Who doesn’t want a slide in their school? Ruaridh Nicol, Holmes Miller & Andrew Brown, West Dunbartonshire Council
We will discuss West Dunbartonshire’s refreshing approach to a learner-centred education model focusing on fun learning environments.
A collaborative working relationship fostered a culture where challenging the perceived norm was encouraged, constantly asking ‘why’? A culture that stripped back to the fundamental requirements for ‘how’ and ‘where’ we learn, encouraging the team to get creative with learning spaces. A culture of collective creative enjoyment.
A ‘learning ladder’ concept allows learning to grow across various levels as the specific needs of pupils develop. ‘Campfires’, ‘STEM caves’ and ‘reading nooks’ all conjure images of a different type of learning space! Wrap this all into a 3 storey facility with direct access to stimulating rooftop terraces with teaching zones and play equipment, including a slide linking the external terraces, and the staff and pupils have the opportunity to be directly involved in creating their own learning environment each day, developing creative ways of using space, collaborating between classes and realising where learning can take them.
An exemplary model of collaboration and consultation utilising immersive technology, engendered a culture of ownership from everyone well before the doors opened easing the transition to the new environment, catering for the needs of all – from early years, primary, children with additional support needs and adult users of the built environment.
- How to create a culture of innovation and sharing of ideas.
- How to design spaces that maximise opportunities for task based learning
- How to use visualisation to avoid surprises at the end of a project.
Duthie Park & Hazlehead Park: Weaving People and Place through Outdoor Early Learning and Childcare – Leia Derounian and Karla Mennie, Aberdeen City Council
Outdoor play and practice have long been known and recognised to contribute significantly to wellbeing and better outcomes for children.

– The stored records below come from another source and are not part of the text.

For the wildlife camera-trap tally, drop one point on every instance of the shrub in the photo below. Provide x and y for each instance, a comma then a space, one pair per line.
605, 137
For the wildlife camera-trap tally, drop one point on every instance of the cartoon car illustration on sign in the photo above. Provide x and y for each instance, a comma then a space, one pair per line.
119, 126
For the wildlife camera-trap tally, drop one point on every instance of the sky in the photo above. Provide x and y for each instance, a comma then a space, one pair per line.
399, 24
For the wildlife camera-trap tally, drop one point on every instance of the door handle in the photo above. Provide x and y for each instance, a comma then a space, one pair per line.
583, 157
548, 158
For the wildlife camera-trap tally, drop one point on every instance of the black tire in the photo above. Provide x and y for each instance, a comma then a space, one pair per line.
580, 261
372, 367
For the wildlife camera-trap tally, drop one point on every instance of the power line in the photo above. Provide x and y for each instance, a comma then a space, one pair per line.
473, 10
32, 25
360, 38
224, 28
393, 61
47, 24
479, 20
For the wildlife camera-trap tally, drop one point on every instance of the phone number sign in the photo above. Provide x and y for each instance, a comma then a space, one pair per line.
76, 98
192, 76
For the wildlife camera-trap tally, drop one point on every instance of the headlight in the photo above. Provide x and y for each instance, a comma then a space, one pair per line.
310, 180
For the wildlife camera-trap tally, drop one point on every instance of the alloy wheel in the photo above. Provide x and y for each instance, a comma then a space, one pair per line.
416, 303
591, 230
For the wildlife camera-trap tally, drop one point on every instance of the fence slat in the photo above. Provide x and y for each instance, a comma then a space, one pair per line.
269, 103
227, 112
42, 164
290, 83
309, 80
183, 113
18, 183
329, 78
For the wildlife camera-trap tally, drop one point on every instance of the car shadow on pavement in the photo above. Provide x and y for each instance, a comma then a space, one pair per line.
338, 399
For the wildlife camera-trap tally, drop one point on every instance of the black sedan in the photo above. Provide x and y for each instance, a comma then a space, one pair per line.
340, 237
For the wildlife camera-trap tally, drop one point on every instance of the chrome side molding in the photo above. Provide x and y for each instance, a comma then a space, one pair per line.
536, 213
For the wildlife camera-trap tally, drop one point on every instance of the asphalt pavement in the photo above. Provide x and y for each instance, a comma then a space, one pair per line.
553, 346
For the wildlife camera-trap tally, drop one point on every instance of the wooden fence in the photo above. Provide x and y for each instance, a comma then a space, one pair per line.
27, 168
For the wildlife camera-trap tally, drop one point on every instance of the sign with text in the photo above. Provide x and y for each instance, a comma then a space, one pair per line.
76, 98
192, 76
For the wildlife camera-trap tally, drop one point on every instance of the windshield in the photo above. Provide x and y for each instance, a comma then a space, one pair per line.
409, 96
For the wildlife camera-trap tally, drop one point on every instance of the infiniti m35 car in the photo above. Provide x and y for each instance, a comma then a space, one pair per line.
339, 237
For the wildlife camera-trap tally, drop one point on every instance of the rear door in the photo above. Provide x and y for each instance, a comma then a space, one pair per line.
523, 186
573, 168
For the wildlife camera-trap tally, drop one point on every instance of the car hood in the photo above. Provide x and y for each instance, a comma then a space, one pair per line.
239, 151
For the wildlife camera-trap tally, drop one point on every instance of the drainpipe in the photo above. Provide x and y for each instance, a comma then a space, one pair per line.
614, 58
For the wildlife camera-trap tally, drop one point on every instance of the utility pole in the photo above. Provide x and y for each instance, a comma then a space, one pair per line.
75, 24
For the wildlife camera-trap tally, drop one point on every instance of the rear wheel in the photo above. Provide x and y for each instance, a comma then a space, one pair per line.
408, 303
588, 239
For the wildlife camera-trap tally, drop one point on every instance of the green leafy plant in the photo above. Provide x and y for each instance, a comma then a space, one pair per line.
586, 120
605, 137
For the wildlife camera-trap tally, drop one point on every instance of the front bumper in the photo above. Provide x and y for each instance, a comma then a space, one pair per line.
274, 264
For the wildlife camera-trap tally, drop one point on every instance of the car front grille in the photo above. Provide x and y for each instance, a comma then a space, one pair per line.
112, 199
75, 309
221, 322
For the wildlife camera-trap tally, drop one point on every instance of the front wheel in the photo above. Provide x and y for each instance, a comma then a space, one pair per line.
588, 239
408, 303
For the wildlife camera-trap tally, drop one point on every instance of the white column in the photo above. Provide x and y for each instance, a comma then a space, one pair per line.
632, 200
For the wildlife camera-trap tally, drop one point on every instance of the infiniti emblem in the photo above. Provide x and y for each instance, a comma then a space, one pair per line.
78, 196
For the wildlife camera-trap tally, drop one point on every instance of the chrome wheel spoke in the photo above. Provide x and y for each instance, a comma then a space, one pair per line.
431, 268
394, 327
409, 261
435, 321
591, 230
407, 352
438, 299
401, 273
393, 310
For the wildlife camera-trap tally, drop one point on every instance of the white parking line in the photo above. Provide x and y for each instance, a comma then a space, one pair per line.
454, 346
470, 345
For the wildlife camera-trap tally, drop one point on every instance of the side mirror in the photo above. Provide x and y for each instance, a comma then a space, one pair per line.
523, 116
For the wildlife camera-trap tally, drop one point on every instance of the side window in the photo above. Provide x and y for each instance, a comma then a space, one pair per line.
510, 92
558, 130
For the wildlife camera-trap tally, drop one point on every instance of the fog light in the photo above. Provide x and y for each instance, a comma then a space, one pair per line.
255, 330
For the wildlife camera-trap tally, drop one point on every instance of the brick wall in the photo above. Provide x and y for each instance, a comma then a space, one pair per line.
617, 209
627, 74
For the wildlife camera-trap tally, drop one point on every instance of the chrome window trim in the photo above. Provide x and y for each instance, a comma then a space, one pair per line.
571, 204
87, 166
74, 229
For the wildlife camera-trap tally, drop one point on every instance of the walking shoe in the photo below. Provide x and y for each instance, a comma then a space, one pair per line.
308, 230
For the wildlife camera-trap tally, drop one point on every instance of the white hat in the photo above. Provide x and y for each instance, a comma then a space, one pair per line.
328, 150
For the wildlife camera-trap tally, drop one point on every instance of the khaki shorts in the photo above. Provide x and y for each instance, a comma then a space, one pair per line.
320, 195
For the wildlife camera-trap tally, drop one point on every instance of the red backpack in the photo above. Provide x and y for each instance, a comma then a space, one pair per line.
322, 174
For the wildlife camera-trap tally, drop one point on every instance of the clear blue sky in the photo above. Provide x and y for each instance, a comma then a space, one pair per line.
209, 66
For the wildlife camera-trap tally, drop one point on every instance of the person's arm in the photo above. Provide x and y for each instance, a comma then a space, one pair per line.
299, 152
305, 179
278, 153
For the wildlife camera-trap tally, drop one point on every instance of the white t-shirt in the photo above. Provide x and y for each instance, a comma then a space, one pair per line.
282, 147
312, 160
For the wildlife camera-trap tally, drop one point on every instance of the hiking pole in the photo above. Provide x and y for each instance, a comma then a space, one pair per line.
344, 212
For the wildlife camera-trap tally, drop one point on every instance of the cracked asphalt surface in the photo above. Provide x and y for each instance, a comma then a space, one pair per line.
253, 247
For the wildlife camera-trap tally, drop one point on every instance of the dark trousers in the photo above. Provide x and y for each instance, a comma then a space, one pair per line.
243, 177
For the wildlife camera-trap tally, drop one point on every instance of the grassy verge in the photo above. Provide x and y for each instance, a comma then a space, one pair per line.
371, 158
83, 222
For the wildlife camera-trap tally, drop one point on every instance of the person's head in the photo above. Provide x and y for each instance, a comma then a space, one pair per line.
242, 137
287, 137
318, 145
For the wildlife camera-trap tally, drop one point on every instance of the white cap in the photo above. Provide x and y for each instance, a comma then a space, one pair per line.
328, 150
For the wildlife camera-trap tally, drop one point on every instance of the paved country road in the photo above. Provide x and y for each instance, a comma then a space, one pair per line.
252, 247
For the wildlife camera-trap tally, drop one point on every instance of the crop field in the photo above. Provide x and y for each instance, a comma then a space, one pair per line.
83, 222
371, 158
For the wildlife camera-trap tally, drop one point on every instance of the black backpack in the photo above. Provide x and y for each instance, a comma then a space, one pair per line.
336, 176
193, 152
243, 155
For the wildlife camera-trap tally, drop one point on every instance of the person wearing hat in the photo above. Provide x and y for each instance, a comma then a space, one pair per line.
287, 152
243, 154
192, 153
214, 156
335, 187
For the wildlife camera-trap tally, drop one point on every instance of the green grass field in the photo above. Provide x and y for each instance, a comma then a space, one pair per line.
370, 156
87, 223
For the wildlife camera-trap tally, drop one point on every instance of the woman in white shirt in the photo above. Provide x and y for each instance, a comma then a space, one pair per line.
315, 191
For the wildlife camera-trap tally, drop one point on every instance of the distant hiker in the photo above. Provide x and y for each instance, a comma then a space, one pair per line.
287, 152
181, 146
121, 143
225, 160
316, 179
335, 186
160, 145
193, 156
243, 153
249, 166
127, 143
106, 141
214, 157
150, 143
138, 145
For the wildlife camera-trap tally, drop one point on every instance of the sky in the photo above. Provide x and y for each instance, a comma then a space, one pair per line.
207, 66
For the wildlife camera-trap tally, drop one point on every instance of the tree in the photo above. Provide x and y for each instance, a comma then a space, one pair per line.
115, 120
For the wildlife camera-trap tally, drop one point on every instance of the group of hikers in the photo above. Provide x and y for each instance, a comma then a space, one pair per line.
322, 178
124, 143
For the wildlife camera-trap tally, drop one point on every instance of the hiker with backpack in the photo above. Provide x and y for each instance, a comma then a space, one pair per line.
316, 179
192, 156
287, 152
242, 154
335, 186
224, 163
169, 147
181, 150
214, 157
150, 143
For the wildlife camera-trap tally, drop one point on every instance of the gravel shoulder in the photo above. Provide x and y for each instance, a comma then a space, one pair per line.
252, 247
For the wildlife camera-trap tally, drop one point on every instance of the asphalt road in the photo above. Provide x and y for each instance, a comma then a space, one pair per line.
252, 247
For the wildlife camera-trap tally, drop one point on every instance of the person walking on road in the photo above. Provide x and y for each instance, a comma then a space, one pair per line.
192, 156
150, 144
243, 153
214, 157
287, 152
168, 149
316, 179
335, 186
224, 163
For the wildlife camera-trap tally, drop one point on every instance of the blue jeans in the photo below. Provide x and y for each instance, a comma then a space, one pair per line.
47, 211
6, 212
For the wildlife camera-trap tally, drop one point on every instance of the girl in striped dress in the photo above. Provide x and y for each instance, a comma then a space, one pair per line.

The Scottish Early Learning and Childcare (ELC) Expansion programme has added further value to the outdoors’ role in early childhood with its drive to incorporate high quality outdoor pedagogy and practice across ELC settings. This also provided Aberdeen City Council with the platform to launch their first two outdoor ELC provisions – Duthie Park and Hazlehead Outdoor Nurseries. We will be exploring the benefits of nature pedagogy using these two settings as case studies.
However, we also want to highlight that a key part of the success so far with these projects has been centred around an ethos of nurture, support and togetherness, helping communities come together for the benefit of all - people and place. Working with children alone may deliver a good ELC approach, but one that takes the family and wider community on board extends and deepens the impact of the service and uses a lens of sustainability.
This presentation will give an overview of the design and vision of our first outdoor nurseries, what this looks like in practice, the benefits reaped by its diverse stakeholders and ambitions for the future. Participants will be encouraged to consider how they too can join our aspiration in making the outdoors a place where children, families, communities and nature connect, a place where all generations and life can flourish.